MAY 4: The NFL’s new top salary is now official. A week after agreeing to terms, Jackson signed his Ravens extension Thursday. This pact is worth $52MM on average. While the full details have yet to emerge, the Ravens — after a two-plus-year negotiating journey — have the former MVP signed through 2027.
APRIL 27: All eyes are on this weekend’s draft at the moment, but the situation between the Ravens and Lamar Jackson remains one of interest. A breakthrough on an extension for the quarterback could be on the horizon; Jay Glazer of Fox Sports reports (via Twitter) that “major progress” has been made on talks for a new deal. Per multiple reports, a deal is, in fact, in place.
The Ravens have confirmed that a five-year extension has been agreed to, while Ian Rapoport of NFL Network adds that it has a value of $260MM (Twitter link). That will make Jackson the league’s highest-paid player. CBS Sports’ Josina Anderson tweets that the pact includes $185MM guaranteed.
The latter number is believed to be the total guarantee, per The Athletic’s Jeff Zrebiec (on Twitter). For total guarantees, Jackson now sits in second — behind only Deshaun Watson. The Browns quarterback’s fully guaranteed deal remains an outlier, an outcome the Ravens — and other teams — have pushed for since it happened. In terms of per-year average, however, Jackson’s $52MM now leads the league.
This news comes shortly after ESPN’s Jamison Hensley tweeted that he had been told “good news [is] on the way for the Ravens,” which can now be presumed to be a reference to Jackson negotiations. The process of arriving at a long-term pact has been a long and arduous one, but inking the former MVP will of course mark a major milestone for the franchise.
Jackson, 26, has been eligible for a new deal since January 2021, but one has not appeared to be close at any given time. Guaranteed money — especially in the wake of Cleveland’s 2022 Watson contract — has often been mentioned as a sticking point in Jackson’s situation. The latter has turned down several offers, including one with a reported $175MM in guarantees. That September proposal, per NFL.com’s Tom Pelissero (on Twitter), included a $50MM-per-year average, which would have tied Aaron Rodgers‘ league lead at the time.
Jackson has been linked to wanting more than the $230MM in fully guaranteed compensation that Watson received in his historic deal. That became a nonstarter for the Ravens and everyone else. However, the QB market has seen a number of sizable pacts signed since Watson’s; each included far less than 100% in guarantees. The most recent of those is the extension signed by Eagles quarterback Jalen Hurts, which averages an unprecedented $51MM in annual compensation. Rapoport tweets that once the Hurts pact was in place, the Ravens upped their offer to Jackson; that effort has brought talks across the finish line.

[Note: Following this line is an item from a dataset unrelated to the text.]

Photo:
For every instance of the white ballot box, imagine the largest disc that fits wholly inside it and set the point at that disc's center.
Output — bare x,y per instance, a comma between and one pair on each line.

Jackson will now be tied to the Ravens through the 2027 season, as this megadeal will take the place of his franchise tag. The Ravens’ decision to place the non-exclusive tender on him last month put them in position to have him on a much less expensive price tag in 2023 ($32.4MM compared to $45MM). However, it opened the door to other teams being able to negotiate an offer sheet or a tag-and-trade agreement, moves which would have been franchise-defining for Baltimore and an acquiring team.
Despite Jackson’s age and statistical success, no suitors emerged to pry him away from the Ravens. Injuries in each of the past two seasons and his unique skillset (which relies heavily on the run game) represented red flags for teams, along with the enormity of any deal which would be necessary to acquire him. Most teams which would have been in the running to sign the Louisville alum have the potential to add a rookie passer tonight, which will give them a cost-controlled signal-caller for years to come.
As a result, the expectation has remained that Jackson would end up signing a deal of some kind in Baltimore. The addition of wideout Odell Beckham Jr. — whom Jackson helped recruit — pointed further in that direction. As some have speculated, the nature of the latter’s deal could even open up the possibility of the Ravens pursuing DeAndre Hopkins, someone the team has frequently been linked to both before and after signing Beckham. The Ravens also discussed Courtland Sutton with the Broncos. In any case, the passing game in Baltimore should have more upside than it has in recent years.
After Joe Flacco helped lead the Ravens to their Super Bowl XLVII victory, he was rewarded with a franchise-record extension. The same has now taken place with Jackson, as he and the team will look to avoid the controversy which emerged later into the Flacco pact regarding his standing amongst the league’s highest-paid QBs. The stage is now set, meanwhile, for other young signal-callers (namely Joe Burrow and Justin Herbert) to continue negotiating monster deals of their own this offseason.